My take on classic Alfredo sauce

It annoys me to no end when food blogs force you to scroll past nine paragraphs of drivel before allowing you to see the only thing you want to see: THE RECIPE. I vow to never do this to you.

alfredo

Linda’s Alfredo Sauce

  • 2 T unsalted butter (I use European style Plugra)
  • 1.5 T flour
  • 1 C whole milk
  • 2 cloves roasted or oil-pickled garlic, minced (use fresh for a stronger bite)
  • 1/2 t salt (Himalayan pink)
  • 1/4 t white or pink pepper
  • 1/4 – 1/3 C freshly grated Parmigiano-Reggiano
  • 1 egg yolk

Melt butter in a wide saucepan over low heat until foamy. Whisk in flour to form a roux. Slowly stir in milk and remaining ingredients. For a thicker sauce, add more cheese or a dollop of something creamy (crema, plain yogurt, labneh, etc.). To thin it out, add more milk or omit egg yolk.

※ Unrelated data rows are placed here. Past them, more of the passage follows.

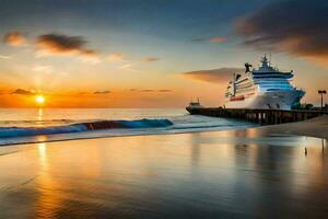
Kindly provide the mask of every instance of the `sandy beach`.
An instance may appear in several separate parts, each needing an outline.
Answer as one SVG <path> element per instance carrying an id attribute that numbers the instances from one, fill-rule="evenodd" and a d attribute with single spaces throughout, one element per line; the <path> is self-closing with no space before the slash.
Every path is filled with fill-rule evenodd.
<path id="1" fill-rule="evenodd" d="M 1 147 L 0 218 L 325 218 L 326 124 Z"/>

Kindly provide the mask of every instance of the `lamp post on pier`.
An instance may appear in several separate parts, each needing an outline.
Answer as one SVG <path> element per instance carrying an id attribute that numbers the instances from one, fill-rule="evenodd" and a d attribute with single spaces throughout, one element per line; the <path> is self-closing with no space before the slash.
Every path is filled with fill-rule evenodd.
<path id="1" fill-rule="evenodd" d="M 326 90 L 318 90 L 318 94 L 321 95 L 321 111 L 324 108 L 324 94 L 327 94 Z"/>

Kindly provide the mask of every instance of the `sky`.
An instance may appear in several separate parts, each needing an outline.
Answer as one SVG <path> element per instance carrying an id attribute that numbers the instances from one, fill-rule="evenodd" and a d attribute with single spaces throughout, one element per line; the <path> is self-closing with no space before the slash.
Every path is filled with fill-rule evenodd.
<path id="1" fill-rule="evenodd" d="M 246 3 L 247 2 L 247 3 Z M 0 0 L 0 107 L 223 104 L 265 54 L 319 103 L 328 1 Z"/>

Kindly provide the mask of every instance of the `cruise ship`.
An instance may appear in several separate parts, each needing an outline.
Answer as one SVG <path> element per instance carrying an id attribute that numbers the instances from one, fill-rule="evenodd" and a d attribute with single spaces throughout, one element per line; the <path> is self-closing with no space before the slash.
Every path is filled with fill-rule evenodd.
<path id="1" fill-rule="evenodd" d="M 226 108 L 291 110 L 298 104 L 305 91 L 291 84 L 293 71 L 282 72 L 271 66 L 265 56 L 261 66 L 251 69 L 245 64 L 244 73 L 234 73 L 225 93 Z"/>

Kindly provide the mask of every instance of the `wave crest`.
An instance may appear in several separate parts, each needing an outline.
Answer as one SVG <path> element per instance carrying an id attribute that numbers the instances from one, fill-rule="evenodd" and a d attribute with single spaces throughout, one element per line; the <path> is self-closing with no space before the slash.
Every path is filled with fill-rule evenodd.
<path id="1" fill-rule="evenodd" d="M 114 128 L 160 128 L 171 126 L 168 119 L 138 119 L 138 120 L 96 120 L 67 126 L 50 127 L 0 127 L 0 138 L 81 132 L 87 130 Z"/>

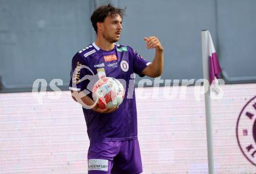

Toss with wide, flat noodles like fettuccine or linguine, or penne, or shells. Bulk it up with some broccoli or shrimp. Garnish with a sprinkle of sumac and/or fresh parsley. I like to squeeze a bit of fresh lemon on most everything for a refreshing kick of zing.

Note: Please never, ever, ever substitute Parmigiano-Reggiano for that mystery product found in a green can. Because I love you.